Posted in finance by qmarks on February 25, 2012

Under the PPA Tariff is usually paid by monthly. Therefore Days of Sales Outstanding should be close to 30-32.

The  tariff paid under 2 elements

Fixed Portion : Capacity Charge, Availability Charge

Variable Portion: Energy Charge, Dispatch Charge

Availability Charge

fixed portion is paid no matter what, energy is dispatched or not.

the project co will put the assets in place and make it available for the power purchaser therefore a fixed portion must be in place. that portion covers:

Fixed Operating Costs: ie land rentals, insurance premiums, scheduled maintenance and replacement of parts, fixed payments to a fuel supplier for a fuel pipeline, taxes etc. The Accounting Depreciation is not paid since it is not a cash outflow, instead CAPEX can be paid.

Debt Serivce: P + I

Equity Return: Agreed ROE, or Cash Flow Available After Debt Service prorated to the Equity Amount.

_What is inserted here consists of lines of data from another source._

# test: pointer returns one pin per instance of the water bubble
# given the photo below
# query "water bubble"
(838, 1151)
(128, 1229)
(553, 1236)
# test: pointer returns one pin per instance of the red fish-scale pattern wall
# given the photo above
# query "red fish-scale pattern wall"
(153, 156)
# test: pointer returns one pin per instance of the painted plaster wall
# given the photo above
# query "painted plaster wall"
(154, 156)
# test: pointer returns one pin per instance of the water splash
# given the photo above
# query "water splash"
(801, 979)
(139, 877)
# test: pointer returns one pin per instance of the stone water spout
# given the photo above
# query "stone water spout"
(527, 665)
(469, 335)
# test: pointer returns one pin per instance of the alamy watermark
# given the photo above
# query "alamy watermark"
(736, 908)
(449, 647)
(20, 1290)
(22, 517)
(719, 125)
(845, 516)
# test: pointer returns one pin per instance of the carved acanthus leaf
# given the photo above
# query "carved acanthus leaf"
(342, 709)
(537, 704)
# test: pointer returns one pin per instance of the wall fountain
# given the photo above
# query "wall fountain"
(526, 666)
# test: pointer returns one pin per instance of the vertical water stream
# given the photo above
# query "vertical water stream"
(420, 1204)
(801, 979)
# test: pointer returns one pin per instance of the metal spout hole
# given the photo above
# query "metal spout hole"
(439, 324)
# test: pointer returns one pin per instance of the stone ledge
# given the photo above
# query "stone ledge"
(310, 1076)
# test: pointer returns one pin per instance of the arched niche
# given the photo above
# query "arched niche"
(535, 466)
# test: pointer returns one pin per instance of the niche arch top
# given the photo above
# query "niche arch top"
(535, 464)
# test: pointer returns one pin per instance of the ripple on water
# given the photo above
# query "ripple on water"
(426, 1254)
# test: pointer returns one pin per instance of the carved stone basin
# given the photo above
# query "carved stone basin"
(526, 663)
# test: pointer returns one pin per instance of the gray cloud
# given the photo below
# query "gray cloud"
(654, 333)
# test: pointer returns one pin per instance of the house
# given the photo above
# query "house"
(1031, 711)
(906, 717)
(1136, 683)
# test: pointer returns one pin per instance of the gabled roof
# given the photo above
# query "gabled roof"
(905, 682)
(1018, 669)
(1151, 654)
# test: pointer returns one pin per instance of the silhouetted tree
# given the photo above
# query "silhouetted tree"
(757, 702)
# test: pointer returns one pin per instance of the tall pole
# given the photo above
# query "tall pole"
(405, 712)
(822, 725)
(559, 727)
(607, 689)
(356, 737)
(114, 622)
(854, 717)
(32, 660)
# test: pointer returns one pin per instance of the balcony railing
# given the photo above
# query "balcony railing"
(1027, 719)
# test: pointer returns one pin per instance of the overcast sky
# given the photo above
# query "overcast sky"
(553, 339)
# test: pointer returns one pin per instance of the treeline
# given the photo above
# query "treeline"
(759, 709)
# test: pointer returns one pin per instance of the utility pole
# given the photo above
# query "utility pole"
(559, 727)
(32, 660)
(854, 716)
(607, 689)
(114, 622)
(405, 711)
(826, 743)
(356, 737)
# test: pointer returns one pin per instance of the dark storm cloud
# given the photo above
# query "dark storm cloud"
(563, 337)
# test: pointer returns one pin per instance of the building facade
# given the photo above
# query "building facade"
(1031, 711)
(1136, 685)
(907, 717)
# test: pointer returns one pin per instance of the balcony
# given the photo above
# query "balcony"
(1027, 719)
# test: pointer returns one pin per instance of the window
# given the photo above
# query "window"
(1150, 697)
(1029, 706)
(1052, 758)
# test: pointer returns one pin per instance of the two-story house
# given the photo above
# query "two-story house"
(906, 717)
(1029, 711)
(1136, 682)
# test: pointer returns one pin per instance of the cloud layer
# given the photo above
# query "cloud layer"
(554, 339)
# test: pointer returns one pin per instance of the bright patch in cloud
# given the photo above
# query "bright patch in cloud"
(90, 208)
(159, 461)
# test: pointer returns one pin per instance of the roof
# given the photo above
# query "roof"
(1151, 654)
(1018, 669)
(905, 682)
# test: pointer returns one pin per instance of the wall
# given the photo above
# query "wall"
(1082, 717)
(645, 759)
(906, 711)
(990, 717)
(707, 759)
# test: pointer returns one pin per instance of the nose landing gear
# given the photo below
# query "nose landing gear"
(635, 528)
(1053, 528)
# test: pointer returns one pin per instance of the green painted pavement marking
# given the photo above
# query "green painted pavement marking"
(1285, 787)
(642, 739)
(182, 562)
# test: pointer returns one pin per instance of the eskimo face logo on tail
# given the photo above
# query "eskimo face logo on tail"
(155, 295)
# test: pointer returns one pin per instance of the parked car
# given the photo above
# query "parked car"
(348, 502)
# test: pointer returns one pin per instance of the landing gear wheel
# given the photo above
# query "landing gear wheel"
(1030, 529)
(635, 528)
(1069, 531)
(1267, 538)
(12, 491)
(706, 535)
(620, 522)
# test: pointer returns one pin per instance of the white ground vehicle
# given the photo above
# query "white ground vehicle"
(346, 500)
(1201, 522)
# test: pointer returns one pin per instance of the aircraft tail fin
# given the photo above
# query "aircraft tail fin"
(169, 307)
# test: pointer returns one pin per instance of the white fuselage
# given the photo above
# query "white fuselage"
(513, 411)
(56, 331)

An important point is that the availability charge is normally fixed when PPA is signed therefore if there is no fixed cost-fixed term contract is in place, at an event of cost over run Project Co will bear the risk (assuming no LD, is in Place or Liability Cap of the contractor is not covering the cost overrun)

Energy Charge:

Variable cost : or fuel charge

Question: Check if PPA is take or pay and covers the fuel cost under low levels of dispatch.